Liam Heaney

Meet Liam Heaney

I have been fortunate to build a career in analytical science having started out in a different discipline area (physiology and nutrition). I believe this has given me an excellent opportunity to understand, consider, and reflect on analytical science from the viewpoint of the analytical perfectionist but also, and importantly, the applied end user. This has allowed me to appreciate the appropriate trade-offs between developing assays that are perfect in every sense, and those which are just focused on being fit-for-purpose.

However, this consideration for both sides of the coin has also made me realize that many of our up-and-coming researchers are using analytical science as black box tool, with little-to-no appreciation for the science (and statistics) driving their ability to obtain reliable and meaningful data to answer their research question. This has been particularly notable through my focus on quantitative analyses. For instance, it has been concerning that many researchers are using quantitative assays without understanding the mechanisms in which the assay works nor applying scrutiny to the reliability and uncertainty that the approach provides. We know not everything can be perfect, but the saying “better the devil you know” rings true for analytical science.

For example, as I work at the intersection between physiology and analytical science, I have noticed many of our younger scientists performing quantitative experiments using commercial systems such as kit-based immunoassays. When I discuss these with the researchers, I am often told that the quantitative performance is excellent as an r squared value of 0.99 was obtained. When I challenge them by asking about the accuracy and precision of the calibration levels, this usually initiates a look which suggests I have just invented new words and terms. In addition to this, they sadly often cannot explain what mechanism is being used to capture/analyze the marker they are interested in. Now, it’s not unreasonable to assume that an exercise physiology researcher would not be well-versed in analytical procedures, but to consider that much of the field of exercise physiology relies on analytical science to infer answers to research questions, it feels imperative that some knowledge and scrutiny are applied.

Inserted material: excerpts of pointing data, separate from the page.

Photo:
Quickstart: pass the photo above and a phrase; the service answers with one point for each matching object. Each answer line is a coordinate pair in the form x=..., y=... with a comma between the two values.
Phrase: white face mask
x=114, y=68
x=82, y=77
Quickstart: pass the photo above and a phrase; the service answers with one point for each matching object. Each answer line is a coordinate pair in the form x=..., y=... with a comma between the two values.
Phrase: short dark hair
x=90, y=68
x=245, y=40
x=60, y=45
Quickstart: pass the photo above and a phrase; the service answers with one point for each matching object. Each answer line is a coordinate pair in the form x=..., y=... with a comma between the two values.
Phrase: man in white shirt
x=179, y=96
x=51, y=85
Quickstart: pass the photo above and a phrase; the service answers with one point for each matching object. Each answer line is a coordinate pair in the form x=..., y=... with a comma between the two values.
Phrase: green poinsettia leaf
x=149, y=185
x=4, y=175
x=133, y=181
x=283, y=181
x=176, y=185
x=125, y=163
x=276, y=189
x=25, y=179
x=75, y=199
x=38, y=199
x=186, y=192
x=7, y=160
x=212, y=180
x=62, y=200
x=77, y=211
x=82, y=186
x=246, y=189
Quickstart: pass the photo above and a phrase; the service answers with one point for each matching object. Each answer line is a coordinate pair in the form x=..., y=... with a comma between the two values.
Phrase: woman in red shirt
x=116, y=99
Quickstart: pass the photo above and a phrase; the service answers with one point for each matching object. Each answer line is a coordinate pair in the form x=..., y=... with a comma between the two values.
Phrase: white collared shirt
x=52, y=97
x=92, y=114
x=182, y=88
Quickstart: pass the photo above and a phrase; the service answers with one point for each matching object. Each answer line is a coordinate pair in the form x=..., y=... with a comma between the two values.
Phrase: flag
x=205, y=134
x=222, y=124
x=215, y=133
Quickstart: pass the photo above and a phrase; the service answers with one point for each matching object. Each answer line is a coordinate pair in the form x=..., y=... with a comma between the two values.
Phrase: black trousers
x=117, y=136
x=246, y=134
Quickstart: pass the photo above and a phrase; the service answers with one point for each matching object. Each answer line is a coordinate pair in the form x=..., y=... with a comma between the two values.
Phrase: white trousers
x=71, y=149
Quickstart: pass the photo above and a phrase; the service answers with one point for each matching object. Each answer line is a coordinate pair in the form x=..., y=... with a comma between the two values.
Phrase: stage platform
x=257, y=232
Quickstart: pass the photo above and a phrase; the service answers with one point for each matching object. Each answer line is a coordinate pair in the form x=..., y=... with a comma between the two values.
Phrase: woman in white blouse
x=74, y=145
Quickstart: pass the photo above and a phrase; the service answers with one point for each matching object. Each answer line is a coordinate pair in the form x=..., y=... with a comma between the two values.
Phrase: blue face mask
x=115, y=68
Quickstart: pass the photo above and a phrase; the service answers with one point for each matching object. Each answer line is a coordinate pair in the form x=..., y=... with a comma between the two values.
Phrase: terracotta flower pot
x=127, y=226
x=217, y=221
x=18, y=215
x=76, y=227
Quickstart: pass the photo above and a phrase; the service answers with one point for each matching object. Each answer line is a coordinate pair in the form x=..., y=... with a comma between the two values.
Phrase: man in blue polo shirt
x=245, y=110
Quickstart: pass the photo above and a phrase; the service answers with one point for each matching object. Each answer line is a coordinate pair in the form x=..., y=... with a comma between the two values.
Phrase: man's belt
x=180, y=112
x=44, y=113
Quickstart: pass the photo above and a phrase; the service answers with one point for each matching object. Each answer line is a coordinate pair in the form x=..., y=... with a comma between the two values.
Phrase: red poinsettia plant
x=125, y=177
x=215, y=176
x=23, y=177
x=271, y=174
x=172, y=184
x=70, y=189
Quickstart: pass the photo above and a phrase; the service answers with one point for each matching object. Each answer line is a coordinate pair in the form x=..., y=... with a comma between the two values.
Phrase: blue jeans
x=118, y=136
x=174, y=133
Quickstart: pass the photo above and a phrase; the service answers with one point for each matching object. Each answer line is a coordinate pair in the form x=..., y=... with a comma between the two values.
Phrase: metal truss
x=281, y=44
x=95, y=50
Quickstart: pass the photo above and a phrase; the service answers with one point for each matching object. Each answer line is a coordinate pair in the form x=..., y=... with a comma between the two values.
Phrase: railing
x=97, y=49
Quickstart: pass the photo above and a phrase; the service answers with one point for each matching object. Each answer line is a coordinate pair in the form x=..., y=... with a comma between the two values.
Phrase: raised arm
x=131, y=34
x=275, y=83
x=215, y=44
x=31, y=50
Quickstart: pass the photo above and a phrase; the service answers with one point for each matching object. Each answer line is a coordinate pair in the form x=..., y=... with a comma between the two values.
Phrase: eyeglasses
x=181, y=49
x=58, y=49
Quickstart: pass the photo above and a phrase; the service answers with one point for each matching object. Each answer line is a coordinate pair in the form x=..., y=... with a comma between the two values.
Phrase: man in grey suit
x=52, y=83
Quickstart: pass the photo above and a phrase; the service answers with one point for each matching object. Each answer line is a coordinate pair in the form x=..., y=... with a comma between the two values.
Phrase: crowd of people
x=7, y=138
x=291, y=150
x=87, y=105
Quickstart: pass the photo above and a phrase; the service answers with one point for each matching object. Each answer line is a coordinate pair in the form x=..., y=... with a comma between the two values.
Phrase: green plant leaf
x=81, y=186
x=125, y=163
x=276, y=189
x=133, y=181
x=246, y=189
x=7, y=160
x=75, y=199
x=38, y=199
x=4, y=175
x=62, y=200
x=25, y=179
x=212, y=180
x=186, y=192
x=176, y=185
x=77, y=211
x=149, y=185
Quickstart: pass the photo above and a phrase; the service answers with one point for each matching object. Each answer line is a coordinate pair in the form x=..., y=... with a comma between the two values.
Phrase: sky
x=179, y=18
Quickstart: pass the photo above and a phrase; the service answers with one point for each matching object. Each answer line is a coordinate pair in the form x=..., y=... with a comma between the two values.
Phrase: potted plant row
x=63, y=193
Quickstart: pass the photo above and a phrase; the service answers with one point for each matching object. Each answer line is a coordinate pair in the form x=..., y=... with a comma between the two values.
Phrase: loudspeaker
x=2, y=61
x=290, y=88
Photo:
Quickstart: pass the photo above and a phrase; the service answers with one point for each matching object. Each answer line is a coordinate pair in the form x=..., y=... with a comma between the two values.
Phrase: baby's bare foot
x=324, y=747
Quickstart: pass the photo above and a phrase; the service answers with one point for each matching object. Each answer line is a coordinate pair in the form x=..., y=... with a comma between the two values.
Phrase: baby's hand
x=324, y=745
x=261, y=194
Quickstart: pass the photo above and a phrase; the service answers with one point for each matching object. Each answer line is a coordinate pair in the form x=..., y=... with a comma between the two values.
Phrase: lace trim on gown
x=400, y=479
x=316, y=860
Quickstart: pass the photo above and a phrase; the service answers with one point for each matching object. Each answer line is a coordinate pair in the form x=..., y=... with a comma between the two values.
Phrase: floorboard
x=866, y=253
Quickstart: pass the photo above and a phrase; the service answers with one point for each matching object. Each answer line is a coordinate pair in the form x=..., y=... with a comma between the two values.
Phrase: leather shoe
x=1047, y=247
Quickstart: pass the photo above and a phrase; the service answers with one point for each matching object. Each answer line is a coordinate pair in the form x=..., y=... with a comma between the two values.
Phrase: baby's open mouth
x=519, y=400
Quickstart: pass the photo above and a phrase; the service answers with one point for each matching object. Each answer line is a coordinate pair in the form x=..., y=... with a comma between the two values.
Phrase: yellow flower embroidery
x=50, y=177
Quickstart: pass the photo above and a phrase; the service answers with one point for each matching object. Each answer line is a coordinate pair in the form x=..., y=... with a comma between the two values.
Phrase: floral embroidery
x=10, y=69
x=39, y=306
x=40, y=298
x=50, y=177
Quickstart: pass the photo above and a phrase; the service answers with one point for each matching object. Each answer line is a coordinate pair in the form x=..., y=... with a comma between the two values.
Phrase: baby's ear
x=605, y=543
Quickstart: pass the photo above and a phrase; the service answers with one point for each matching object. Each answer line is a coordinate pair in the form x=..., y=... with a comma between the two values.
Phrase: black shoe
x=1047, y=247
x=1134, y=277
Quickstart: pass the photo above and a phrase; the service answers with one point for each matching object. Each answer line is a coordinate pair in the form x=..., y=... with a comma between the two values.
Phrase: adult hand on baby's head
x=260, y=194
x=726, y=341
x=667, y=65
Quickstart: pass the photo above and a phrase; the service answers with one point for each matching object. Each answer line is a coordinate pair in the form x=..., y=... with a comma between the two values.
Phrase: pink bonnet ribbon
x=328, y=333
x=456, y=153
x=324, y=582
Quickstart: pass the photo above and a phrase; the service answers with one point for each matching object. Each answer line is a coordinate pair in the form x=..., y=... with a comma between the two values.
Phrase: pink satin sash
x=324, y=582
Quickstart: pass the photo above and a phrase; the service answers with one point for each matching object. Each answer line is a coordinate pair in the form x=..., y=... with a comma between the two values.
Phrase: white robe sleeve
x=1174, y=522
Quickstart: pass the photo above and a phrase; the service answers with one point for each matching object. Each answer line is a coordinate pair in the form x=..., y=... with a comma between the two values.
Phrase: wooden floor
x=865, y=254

Therefore, I believe that we can help analytical science rise to prominence by better educating a wider audience in the principles of analytical science, and, most importantly, what it means for them completing the science within their chosen field. Improving the knowledge of theoretical and computational aspects of analysis outside of just the analytical science community, especially for quantitative analyses, will improve the overall quality of analytical science applications across the wider remit of scientific research, making it a keystone of all good science. Furthermore, topics that rely heavily on analytical science, such as exercise physiology, should encourage their students to improve their knowledge around analytical science to help critically analyze its use within both their work and that of their peers. I believe we can achieve this in three ways:

1. Integrating teaching of theoretical elements of analytical processes which are prominent within the field of study (e.g. the theory behind immunocapture assays).

2. Embedding the reasoning and relevance of quantitative validation for students and staff working in all fields which require quantitative assessments (i.e. accuracy, precision, etc.).

3. Improving the quality of analytical reporting within research that is published in journals/fields that would usually fall outside the scope of the analytical scientist.